Но есть и третьи, которые всё, что с ними происходят, принимают как данность. Нет, они тоже огорчаются, потерпев поражение, но не сходят с ума и в петлю не лезут. Таких не много и как правило это люди, которые при относительно несложном характере, отличаются крайне устойчивой психикой. Они воспринимают жизнь философски, справедливо полагая, что сделанного не воротишь, а прожить везде можно. Значит нужно не горевать по прошлому, а готовиться к будущему. Так вот Дубова относилась именно к редкому, третьему типу: с поражением она смирилась, но духом не пала.
- Хотелось бы узнать, -- спокойно спросила она, когда со всеми формальностями было покончено, -- кто это у вас тут такой умный, ты что ли?
- Не понял? -- удивился Роман Антонович.
- Чего непонятного? Я почти сразу, там ещё, в коттедже сообразила, не было никакой таблетки, верно? Вот и хочу напоследок с тем умником познакомиться, кто мне такую классную ловушку подстроил. Только ошиблась я, думала, что это ты, господин Быстрых, да нет, не похоже.
- Это отчего же?
- Лицо у тебя глуповатое. Не обижайся, на меня теперь обижаться не стоит. То есть ты, конечно, не такой дурень, каким спервоначалу кажешься, но до такого не допёр бы. А вот дед мог. Глаза умные, волчьи. Я раз в детстве видела, как волк собаку порвал. Матёрый был волчина, пёс ему дорогу заступил, он и резанул. Без злобы, без ненависти, горло вырвал и дальше побежал. Не становись, мол, на дороге. Вот у того волка такие же глаза были, как у тебя, дед.
- Меня зовут Иван Макарович. Да это была моя идея, но если вы ждёте извинений, напрасно ждёте.
- Нужны мне твои извинения. Поймал -- молодец. А я дура, сама в капкан вступила, ну и поделом. А не боишься, Макарыч, что жалобу на тебя накатаю? Приёмчик-то не совсем законный.
- Жалуйтесь хоть президенту, я частный детектив.

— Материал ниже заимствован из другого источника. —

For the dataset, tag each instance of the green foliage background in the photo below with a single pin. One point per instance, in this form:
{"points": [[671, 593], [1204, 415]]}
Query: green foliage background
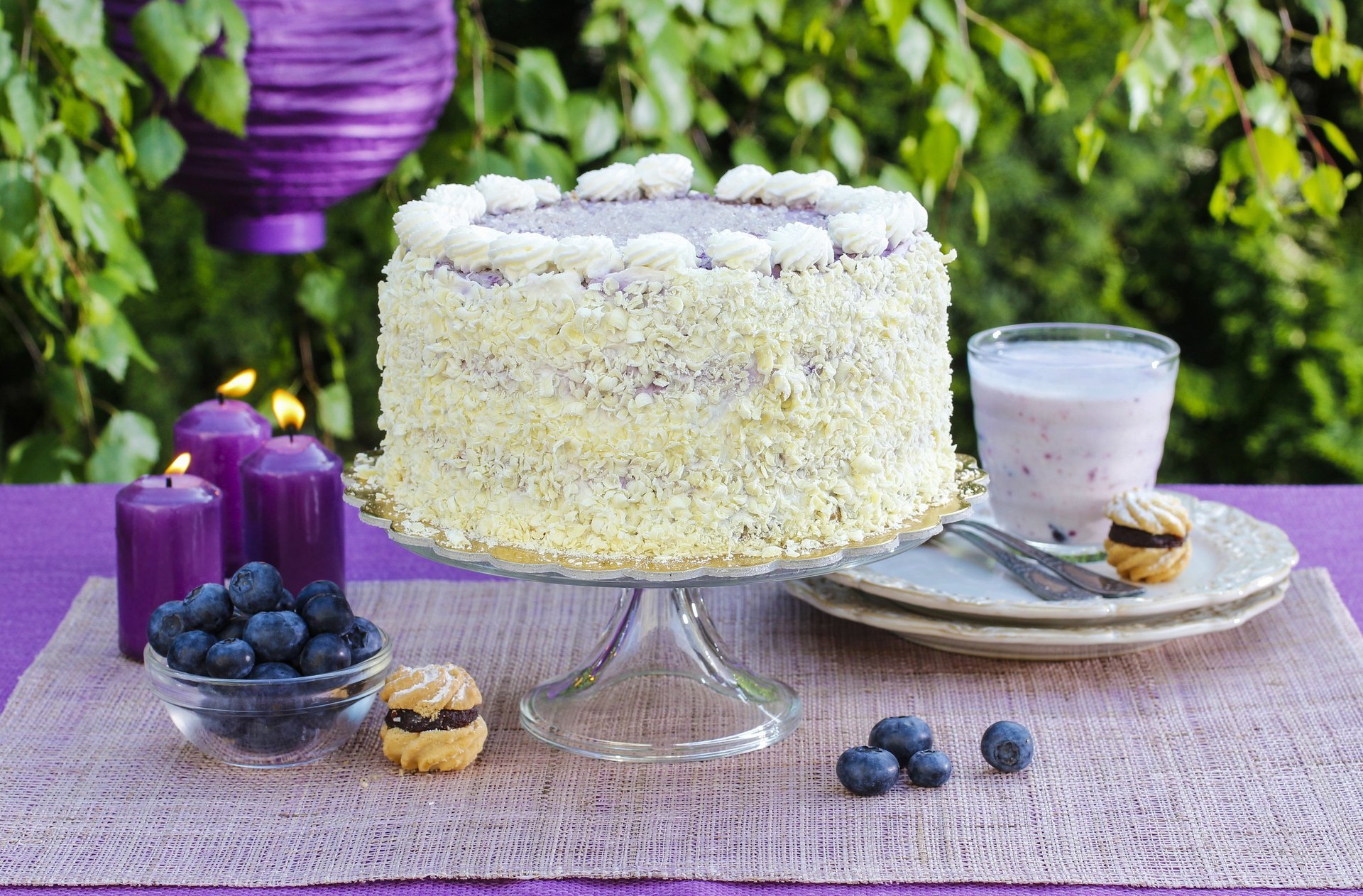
{"points": [[1088, 158]]}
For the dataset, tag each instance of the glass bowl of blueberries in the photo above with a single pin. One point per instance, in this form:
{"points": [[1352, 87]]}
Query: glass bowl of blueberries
{"points": [[259, 678]]}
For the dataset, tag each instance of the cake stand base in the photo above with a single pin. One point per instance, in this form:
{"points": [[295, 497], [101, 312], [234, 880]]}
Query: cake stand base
{"points": [[660, 687]]}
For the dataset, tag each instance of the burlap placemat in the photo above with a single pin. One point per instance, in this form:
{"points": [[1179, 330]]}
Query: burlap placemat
{"points": [[1228, 760]]}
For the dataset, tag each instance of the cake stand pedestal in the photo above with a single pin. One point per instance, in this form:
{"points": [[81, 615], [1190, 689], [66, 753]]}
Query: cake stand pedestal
{"points": [[660, 685]]}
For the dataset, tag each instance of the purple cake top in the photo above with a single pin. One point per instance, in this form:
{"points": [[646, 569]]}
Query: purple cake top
{"points": [[696, 217]]}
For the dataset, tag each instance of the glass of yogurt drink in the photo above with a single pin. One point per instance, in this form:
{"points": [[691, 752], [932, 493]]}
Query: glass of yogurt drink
{"points": [[1069, 415]]}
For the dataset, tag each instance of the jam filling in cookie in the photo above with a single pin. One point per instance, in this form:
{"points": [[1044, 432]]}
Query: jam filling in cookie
{"points": [[1140, 537], [443, 721]]}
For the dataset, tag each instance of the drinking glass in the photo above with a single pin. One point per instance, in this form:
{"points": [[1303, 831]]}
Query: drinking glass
{"points": [[1069, 415]]}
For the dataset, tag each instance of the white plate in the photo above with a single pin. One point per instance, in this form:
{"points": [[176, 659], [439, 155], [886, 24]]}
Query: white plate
{"points": [[1028, 643], [1234, 555]]}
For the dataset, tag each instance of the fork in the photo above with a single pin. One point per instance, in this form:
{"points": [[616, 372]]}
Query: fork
{"points": [[1074, 573], [1038, 580]]}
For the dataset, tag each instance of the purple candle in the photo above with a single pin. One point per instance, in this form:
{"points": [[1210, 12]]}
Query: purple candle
{"points": [[170, 532], [219, 435], [292, 498]]}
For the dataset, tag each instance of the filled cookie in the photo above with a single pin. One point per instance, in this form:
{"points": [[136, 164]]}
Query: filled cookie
{"points": [[1149, 536], [434, 721]]}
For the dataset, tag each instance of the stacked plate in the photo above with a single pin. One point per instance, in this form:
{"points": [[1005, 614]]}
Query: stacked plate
{"points": [[951, 596]]}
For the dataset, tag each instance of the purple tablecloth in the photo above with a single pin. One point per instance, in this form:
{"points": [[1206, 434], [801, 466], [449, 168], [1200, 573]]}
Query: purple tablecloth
{"points": [[52, 537]]}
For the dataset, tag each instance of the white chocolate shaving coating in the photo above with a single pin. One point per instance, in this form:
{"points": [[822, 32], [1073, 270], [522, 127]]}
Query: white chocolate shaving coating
{"points": [[518, 256], [660, 251], [588, 257], [506, 194], [613, 183], [858, 234], [462, 197], [665, 175], [422, 225], [468, 247], [801, 247], [1149, 510], [742, 185], [740, 251]]}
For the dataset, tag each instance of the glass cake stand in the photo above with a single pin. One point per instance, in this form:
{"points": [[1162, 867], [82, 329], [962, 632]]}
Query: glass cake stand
{"points": [[660, 685]]}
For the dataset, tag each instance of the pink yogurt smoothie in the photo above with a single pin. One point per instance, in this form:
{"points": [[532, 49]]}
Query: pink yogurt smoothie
{"points": [[1065, 426]]}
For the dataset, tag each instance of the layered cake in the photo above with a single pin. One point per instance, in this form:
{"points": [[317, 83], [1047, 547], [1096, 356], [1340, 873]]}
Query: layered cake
{"points": [[638, 370]]}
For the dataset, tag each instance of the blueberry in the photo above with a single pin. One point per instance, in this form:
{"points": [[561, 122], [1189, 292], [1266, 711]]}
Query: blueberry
{"points": [[229, 659], [167, 623], [1007, 746], [275, 636], [363, 638], [930, 768], [324, 654], [273, 672], [207, 607], [869, 771], [327, 614], [188, 651], [902, 736], [312, 589], [256, 588], [235, 629]]}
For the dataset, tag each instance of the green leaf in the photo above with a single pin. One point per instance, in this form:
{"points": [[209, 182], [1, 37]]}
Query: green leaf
{"points": [[1259, 25], [124, 450], [26, 109], [319, 295], [593, 127], [957, 105], [78, 23], [167, 44], [1324, 191], [914, 48], [160, 151], [1268, 108], [220, 92], [807, 100], [334, 413], [542, 94], [848, 145], [102, 77], [41, 459], [1017, 65], [1336, 137], [1090, 138]]}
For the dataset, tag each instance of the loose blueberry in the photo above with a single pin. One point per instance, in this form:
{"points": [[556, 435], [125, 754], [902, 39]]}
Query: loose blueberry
{"points": [[902, 736], [207, 607], [256, 588], [327, 614], [273, 672], [1007, 746], [869, 771], [167, 623], [930, 768], [235, 629], [229, 659], [275, 636], [312, 589], [363, 638], [188, 651], [324, 654]]}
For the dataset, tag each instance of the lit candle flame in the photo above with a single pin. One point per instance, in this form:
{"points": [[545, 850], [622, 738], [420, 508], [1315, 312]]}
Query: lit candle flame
{"points": [[288, 411], [239, 385]]}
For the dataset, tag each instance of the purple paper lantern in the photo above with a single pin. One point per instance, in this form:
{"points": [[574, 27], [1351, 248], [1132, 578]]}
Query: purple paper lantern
{"points": [[340, 92]]}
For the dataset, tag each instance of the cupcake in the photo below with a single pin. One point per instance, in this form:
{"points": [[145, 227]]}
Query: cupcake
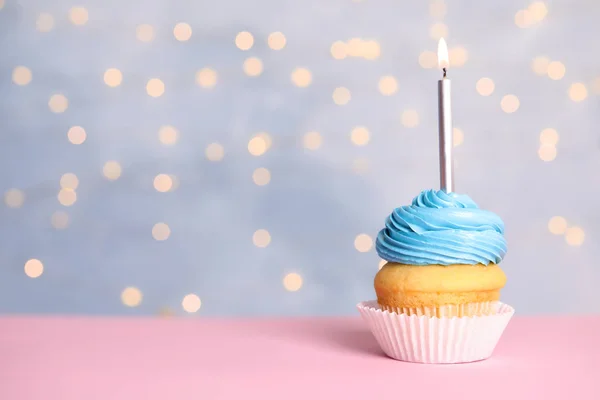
{"points": [[442, 256], [438, 294]]}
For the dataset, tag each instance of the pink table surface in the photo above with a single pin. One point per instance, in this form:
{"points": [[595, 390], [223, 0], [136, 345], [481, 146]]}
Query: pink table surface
{"points": [[175, 359]]}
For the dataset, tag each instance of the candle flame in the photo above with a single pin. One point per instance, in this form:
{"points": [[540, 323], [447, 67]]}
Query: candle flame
{"points": [[443, 61]]}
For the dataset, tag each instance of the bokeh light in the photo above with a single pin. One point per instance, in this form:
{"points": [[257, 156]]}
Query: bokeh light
{"points": [[557, 225], [161, 231], [215, 152], [111, 170], [292, 282], [34, 268], [21, 75], [76, 135], [113, 77], [155, 87]]}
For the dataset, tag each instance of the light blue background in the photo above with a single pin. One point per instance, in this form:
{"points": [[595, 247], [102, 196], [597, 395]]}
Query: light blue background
{"points": [[315, 204]]}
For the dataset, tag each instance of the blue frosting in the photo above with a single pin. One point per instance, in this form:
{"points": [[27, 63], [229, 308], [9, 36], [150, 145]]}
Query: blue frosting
{"points": [[442, 228]]}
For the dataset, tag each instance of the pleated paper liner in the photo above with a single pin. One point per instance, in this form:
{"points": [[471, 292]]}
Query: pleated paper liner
{"points": [[451, 310], [436, 340]]}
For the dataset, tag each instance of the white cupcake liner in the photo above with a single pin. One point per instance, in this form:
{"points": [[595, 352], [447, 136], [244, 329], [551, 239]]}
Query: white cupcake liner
{"points": [[433, 340]]}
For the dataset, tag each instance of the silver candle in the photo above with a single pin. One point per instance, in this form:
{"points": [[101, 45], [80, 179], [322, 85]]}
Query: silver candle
{"points": [[446, 141]]}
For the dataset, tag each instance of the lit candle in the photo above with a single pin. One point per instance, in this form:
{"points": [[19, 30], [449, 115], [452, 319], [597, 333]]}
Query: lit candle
{"points": [[445, 122]]}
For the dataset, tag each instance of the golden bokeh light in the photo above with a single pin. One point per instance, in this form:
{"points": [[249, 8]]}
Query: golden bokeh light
{"points": [[59, 220], [540, 65], [339, 50], [244, 40], [312, 140], [111, 170], [363, 243], [341, 96], [292, 282], [76, 135], [360, 136], [438, 30], [301, 77], [360, 165], [58, 103], [161, 231], [437, 9], [577, 92], [428, 59], [21, 75], [155, 87], [78, 15], [163, 183], [537, 11], [182, 31], [410, 118], [276, 41], [34, 268], [215, 152], [253, 66], [67, 197], [44, 22], [168, 135], [69, 181], [458, 56], [144, 32], [261, 238], [549, 137], [557, 225], [191, 303], [457, 136], [388, 85], [131, 296], [510, 103], [113, 77], [261, 176], [14, 198], [523, 18], [485, 86], [556, 70], [257, 146], [547, 153], [574, 236], [206, 78]]}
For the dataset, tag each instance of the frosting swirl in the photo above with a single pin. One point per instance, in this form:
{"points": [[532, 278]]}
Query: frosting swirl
{"points": [[442, 228]]}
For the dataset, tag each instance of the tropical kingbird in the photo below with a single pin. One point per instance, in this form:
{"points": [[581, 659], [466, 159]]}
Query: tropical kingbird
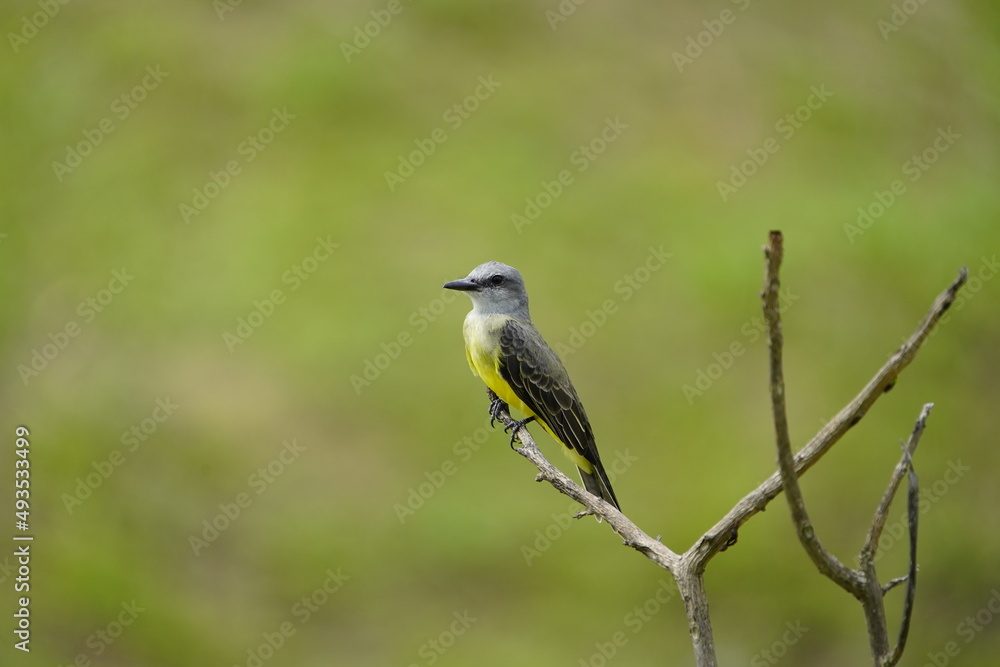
{"points": [[505, 349]]}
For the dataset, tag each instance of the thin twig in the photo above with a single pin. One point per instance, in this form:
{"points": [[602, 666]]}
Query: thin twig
{"points": [[688, 568], [913, 515], [892, 583], [882, 513]]}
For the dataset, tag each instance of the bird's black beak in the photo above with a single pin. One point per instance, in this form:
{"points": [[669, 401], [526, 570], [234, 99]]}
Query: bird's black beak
{"points": [[463, 285]]}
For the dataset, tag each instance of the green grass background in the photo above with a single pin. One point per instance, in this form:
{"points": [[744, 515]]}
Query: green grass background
{"points": [[335, 507]]}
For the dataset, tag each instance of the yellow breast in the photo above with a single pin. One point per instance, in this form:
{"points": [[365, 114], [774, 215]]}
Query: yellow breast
{"points": [[482, 347]]}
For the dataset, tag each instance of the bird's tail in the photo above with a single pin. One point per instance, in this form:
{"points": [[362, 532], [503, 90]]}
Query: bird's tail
{"points": [[597, 483]]}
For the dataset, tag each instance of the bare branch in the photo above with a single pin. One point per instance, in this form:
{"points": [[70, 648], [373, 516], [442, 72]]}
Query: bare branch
{"points": [[913, 515], [825, 562], [716, 538], [630, 533], [882, 513], [892, 583], [688, 568]]}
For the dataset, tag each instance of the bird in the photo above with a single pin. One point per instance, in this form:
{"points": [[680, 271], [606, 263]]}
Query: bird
{"points": [[506, 350]]}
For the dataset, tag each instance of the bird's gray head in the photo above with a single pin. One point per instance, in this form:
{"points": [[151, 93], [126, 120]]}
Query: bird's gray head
{"points": [[495, 289]]}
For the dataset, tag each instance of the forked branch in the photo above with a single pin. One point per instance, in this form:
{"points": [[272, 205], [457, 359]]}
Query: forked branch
{"points": [[688, 568]]}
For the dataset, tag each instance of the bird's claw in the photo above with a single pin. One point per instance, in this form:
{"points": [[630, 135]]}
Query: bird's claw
{"points": [[515, 427]]}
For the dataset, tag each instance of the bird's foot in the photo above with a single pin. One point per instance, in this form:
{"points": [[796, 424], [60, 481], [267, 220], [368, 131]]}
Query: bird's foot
{"points": [[497, 405], [515, 427]]}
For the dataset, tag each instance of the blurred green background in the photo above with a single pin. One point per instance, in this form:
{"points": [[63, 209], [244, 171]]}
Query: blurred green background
{"points": [[378, 532]]}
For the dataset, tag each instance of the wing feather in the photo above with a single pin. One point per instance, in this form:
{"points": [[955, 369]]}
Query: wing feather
{"points": [[538, 377]]}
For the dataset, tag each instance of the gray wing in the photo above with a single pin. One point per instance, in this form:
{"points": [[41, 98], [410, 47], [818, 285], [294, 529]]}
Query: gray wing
{"points": [[539, 379]]}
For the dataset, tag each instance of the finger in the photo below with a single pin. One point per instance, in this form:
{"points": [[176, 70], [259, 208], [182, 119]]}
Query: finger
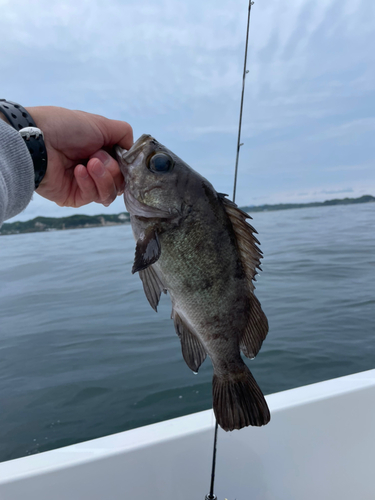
{"points": [[104, 182], [112, 167], [116, 132], [87, 191]]}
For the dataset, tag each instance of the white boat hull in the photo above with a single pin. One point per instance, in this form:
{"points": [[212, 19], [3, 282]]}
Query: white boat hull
{"points": [[320, 444]]}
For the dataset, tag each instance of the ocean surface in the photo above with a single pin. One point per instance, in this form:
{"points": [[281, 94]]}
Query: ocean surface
{"points": [[83, 355]]}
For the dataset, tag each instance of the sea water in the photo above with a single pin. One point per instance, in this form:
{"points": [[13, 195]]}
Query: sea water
{"points": [[83, 355]]}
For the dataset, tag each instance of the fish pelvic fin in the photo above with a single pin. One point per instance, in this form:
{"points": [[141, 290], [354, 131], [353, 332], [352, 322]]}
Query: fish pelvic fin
{"points": [[192, 348], [238, 401], [147, 250], [152, 286]]}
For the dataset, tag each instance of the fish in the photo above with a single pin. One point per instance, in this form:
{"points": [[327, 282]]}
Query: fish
{"points": [[197, 245]]}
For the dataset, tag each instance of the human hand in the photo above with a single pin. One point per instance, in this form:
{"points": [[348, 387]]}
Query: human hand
{"points": [[76, 138]]}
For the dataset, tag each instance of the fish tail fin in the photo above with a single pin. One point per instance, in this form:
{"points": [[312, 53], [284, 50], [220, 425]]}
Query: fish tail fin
{"points": [[238, 401]]}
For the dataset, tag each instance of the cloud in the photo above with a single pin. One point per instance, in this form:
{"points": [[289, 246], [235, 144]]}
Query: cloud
{"points": [[174, 70]]}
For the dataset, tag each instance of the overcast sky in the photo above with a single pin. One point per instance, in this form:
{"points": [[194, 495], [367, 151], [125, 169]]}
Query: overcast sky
{"points": [[174, 70]]}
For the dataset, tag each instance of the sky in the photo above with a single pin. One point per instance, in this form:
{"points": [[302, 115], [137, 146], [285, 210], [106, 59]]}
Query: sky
{"points": [[174, 70]]}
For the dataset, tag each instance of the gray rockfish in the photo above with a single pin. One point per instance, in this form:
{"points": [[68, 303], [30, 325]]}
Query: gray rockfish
{"points": [[196, 244]]}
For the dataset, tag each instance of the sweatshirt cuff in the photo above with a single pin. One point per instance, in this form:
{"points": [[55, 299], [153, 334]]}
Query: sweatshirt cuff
{"points": [[16, 173]]}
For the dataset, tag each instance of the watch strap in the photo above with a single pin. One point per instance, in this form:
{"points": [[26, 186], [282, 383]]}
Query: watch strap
{"points": [[22, 121]]}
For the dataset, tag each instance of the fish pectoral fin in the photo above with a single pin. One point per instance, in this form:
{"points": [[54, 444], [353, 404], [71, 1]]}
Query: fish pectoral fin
{"points": [[256, 329], [147, 250], [152, 286], [193, 350]]}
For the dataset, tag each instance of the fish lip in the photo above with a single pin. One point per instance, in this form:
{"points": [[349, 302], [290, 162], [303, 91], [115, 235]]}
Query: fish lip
{"points": [[128, 156]]}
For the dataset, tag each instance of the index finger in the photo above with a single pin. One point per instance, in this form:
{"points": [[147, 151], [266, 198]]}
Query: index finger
{"points": [[116, 132]]}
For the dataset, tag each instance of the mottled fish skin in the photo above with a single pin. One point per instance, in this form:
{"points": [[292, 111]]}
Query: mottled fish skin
{"points": [[197, 245]]}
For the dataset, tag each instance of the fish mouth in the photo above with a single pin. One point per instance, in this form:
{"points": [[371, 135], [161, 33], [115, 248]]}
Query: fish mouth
{"points": [[128, 156]]}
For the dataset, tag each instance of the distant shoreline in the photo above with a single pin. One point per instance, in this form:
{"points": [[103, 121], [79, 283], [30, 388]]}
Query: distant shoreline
{"points": [[42, 224]]}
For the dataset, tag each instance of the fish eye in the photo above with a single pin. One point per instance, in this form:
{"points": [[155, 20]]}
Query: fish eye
{"points": [[160, 162]]}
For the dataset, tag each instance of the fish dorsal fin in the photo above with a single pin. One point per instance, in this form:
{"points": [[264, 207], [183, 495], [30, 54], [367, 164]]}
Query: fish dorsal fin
{"points": [[147, 250], [152, 286], [193, 350], [250, 255]]}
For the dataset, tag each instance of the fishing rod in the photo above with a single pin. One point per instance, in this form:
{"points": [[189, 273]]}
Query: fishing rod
{"points": [[211, 495]]}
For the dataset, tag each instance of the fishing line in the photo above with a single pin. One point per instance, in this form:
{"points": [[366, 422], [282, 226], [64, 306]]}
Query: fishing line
{"points": [[245, 71], [211, 495]]}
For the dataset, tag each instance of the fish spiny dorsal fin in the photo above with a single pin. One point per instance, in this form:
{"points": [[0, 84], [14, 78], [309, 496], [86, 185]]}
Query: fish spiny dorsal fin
{"points": [[250, 255]]}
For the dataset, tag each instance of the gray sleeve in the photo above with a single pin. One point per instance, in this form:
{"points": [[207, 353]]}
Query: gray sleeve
{"points": [[16, 173]]}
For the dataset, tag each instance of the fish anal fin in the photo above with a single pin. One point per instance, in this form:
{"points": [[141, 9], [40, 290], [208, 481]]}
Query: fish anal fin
{"points": [[152, 286], [193, 350], [147, 250], [256, 329]]}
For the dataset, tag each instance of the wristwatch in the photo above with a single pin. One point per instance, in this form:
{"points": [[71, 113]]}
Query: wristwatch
{"points": [[21, 120]]}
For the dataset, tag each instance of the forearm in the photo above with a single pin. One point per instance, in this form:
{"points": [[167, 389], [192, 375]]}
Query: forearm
{"points": [[16, 172]]}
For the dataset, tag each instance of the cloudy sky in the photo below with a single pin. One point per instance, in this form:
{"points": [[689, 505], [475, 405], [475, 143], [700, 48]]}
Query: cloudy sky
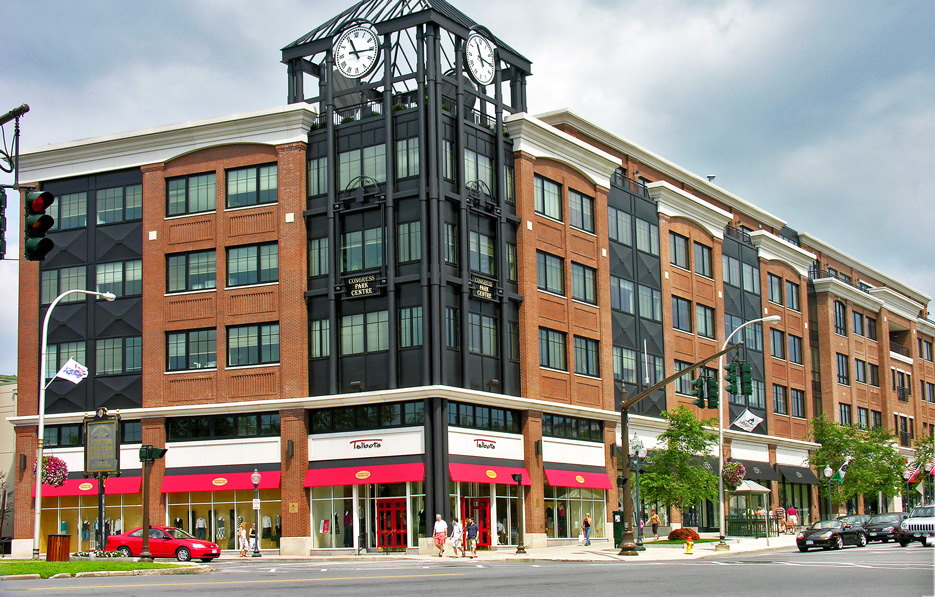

- Надо же! Частник-то откуда взялся? А-а-а, догнала, не иначе Женька тебя наняла. Она, больше некому. Так как Иван Макарыч, не откажешь арестантке в последней просьбе? Интересно мне как ты допёр? С чего, например, взял, что таблетки ядовитые у меня припрятаны?
- Таблетки вы, наверняка, сами делали, что было не просто. Я и предположил, что не станете лишние выбрасывать, пожалеете. Прислуга говорила, что вы запасливы, как белочка или хомячок. И сына любите до безумия.
- Хомячок, значит, белочка. Занятно. Вот уж не думала, что обо мне слуги так судачат, просто вела себя как привыкла, даже не думала, что кому-то мои привычки запасы делать странными покажутся. Это вам, наверное, Ада сказала? Наверняка она. Сразу меня невзлюбила, как в доме обжилась, тоже умная, внутрь глядела. Давно б её уволить следовало, но ни Женька, ни Вадим слышать о том не хотели, уж больно дети к ней привязались, на шаг не отходили.
- А почему вы не забеспокоились, когда мы с обыском пришли? Сидели спокойно, журнальчик листали...
- Я же говорю, далеко тебе, начальник, до деда. Скажи ему, Макарыч.
- Роман Антонович, ну что вы в самом деле? Ну нашли бы отраву и что? Как бы вы эти пилюльки с Викторией увязали?
- Понял, господин Быстрых? Вот ещё что непонятно. А с какого пня вы вообще меня заподозрили? Вроде чётко всё продумала.
- Продумали-то хорошо, вполне могло сработать. Просто одной мелочи не учли, впрочем, это не ваша вина, вы просто не знали, что Евгения дальтоник. Цвета она не различает, красный с зелёным путает. Смекаете, о чём я?
- Ну слава Богу, а то я напугалась, что глупость какую отчебучила, а так нормально, нет моей вины в проколе. Судьба.